A crise de Giovanni—Lídia vai acentuar-se durante a festa, em que um e outro topam pessoas que lhes despertam interesse embora o desejo de voltar para o parceiro original nunca se ausente. O momento em que falta energia elétrica, mergulhando as imagens em sombras, agrava o caráter tétrico do universo antonioniano. A carta final lida por Lídia, com a câmara invocando as expressões dos atores, e a constatação de que Giovanni, autor da carta, não se vê no que ali está expresso, provoca cortes amargos nas relações estabelecidas pelo filme.

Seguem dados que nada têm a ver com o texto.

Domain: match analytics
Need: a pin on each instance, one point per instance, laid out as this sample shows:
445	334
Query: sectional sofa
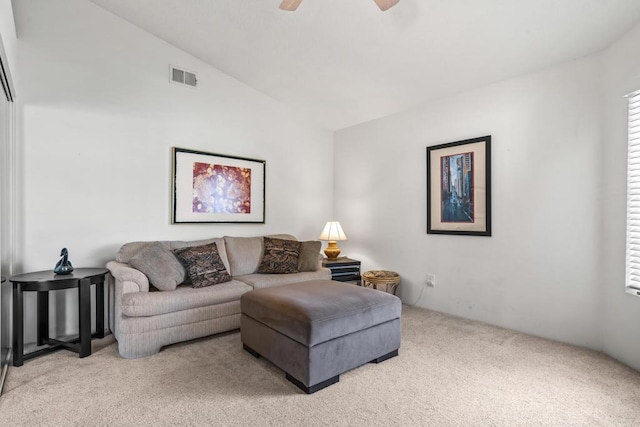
153	304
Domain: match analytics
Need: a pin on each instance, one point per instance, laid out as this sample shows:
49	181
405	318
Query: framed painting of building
459	187
210	187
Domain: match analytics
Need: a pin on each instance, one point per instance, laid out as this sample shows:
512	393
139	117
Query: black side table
343	269
44	281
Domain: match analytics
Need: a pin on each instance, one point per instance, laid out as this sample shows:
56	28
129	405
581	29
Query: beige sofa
143	319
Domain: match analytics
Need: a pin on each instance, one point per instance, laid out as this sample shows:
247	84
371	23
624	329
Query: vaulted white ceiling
344	62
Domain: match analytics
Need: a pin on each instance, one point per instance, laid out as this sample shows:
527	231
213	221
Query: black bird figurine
64	265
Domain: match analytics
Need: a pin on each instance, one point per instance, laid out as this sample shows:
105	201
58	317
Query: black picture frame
459	187
216	188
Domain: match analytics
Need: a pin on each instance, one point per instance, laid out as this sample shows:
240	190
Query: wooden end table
43	282
378	278
343	269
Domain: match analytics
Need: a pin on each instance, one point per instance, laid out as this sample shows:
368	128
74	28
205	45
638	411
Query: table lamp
332	232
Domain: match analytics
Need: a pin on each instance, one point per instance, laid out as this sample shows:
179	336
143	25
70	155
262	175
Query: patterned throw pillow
280	256
203	264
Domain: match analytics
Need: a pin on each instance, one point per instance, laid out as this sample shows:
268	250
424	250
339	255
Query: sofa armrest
128	278
122	280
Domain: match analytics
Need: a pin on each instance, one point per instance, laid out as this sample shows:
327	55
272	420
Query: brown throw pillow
280	256
162	268
309	258
203	264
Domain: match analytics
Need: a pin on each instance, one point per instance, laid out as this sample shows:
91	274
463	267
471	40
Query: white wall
99	118
539	272
622	311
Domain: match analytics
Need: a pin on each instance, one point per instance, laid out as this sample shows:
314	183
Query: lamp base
332	251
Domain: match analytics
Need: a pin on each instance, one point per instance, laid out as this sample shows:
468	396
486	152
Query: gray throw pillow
280	256
203	264
309	258
160	266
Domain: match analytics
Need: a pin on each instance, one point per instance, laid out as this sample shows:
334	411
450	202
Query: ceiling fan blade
385	4
291	4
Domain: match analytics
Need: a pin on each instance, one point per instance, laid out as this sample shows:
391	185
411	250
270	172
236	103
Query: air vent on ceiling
183	77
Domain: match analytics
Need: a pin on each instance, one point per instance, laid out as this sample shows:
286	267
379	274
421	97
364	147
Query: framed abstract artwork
210	187
459	187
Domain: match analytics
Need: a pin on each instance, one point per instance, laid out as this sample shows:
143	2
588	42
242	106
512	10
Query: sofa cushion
129	250
309	259
203	264
139	304
160	265
258	281
244	253
280	256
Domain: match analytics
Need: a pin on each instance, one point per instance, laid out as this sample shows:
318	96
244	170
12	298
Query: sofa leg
315	387
389	355
251	351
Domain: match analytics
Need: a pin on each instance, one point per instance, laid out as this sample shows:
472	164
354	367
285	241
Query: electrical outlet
430	281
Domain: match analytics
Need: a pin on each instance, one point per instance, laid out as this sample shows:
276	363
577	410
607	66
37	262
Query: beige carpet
450	372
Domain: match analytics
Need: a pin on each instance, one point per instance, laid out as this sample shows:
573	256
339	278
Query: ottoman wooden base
309	360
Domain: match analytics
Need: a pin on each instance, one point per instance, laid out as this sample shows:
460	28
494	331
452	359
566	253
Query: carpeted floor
450	372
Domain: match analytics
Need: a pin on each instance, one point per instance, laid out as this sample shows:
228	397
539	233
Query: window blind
633	197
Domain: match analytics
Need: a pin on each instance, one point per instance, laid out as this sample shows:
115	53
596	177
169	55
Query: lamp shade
332	232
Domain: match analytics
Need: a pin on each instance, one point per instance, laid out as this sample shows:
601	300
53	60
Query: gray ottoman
316	330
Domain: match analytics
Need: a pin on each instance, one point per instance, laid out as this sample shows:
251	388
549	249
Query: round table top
50	276
381	276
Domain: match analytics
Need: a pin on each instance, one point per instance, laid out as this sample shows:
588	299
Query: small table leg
84	321
43	317
100	309
18	327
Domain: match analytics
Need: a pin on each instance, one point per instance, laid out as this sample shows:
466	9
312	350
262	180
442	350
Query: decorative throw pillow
162	269
203	264
309	258
280	256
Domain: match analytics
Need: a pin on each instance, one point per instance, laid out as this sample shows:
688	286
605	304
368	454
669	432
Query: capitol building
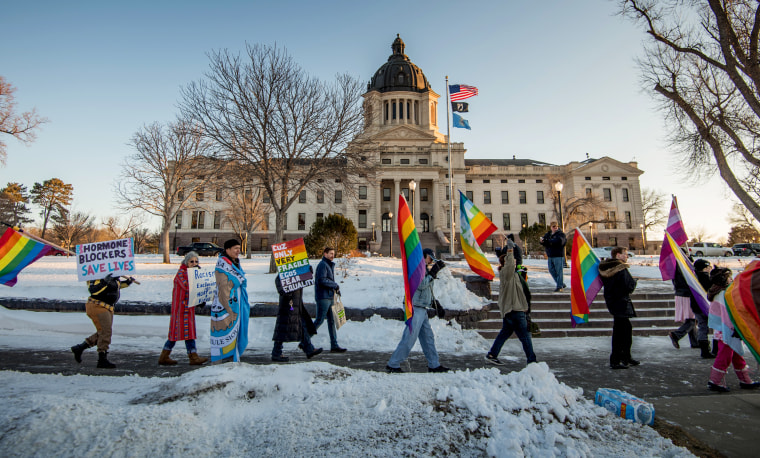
412	155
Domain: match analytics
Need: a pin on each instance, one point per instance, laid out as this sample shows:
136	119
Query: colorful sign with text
293	265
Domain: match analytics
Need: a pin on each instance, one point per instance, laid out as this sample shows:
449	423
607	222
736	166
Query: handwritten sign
98	259
292	265
202	286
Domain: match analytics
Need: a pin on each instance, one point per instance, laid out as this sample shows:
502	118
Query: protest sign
98	259
202	286
292	265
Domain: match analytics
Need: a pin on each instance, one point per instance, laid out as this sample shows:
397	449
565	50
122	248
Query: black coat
291	311
618	286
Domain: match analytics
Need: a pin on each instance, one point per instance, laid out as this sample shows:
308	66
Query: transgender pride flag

Ainda A noite permite observar o auge duma época cinematográfica em que o star system era mesmo capaz de produzir atores de verdade, à margem do puro estrelismo, ou eram de fato os excelentes e pessoais diretores de atores que faziam das estrelas atores? Mastroianni e Moreau sempre estiveram soberbos diante das câmaras; mas Antonioni logra inventar uma notável Monica Vitti, então sua esposa e musa e que estaria em O eclipse (1961) e na realização em vídeo O mistério de Oberwald (1980). Antonioni confere a marca de seu estilo de filmar a cada modo de atuar de um ator.

Por estas razões, e por outras mais que talvez o livro sonhado por Tuio pudesse esclarecer, A noite é tão fora de moda e diferente que deixa perplexo o observador ainda capaz de amá-lo. Como diz Giovanni/Mastroianni do ser do escritor no universo pragmático estabelecido a partir da metade do século XX, o assistente que devora A noite se questiona: não serei eu um tipo antiquado? Assim, o filme é um bom começo para teorizar ou contar a história do diferente e o fora de moda.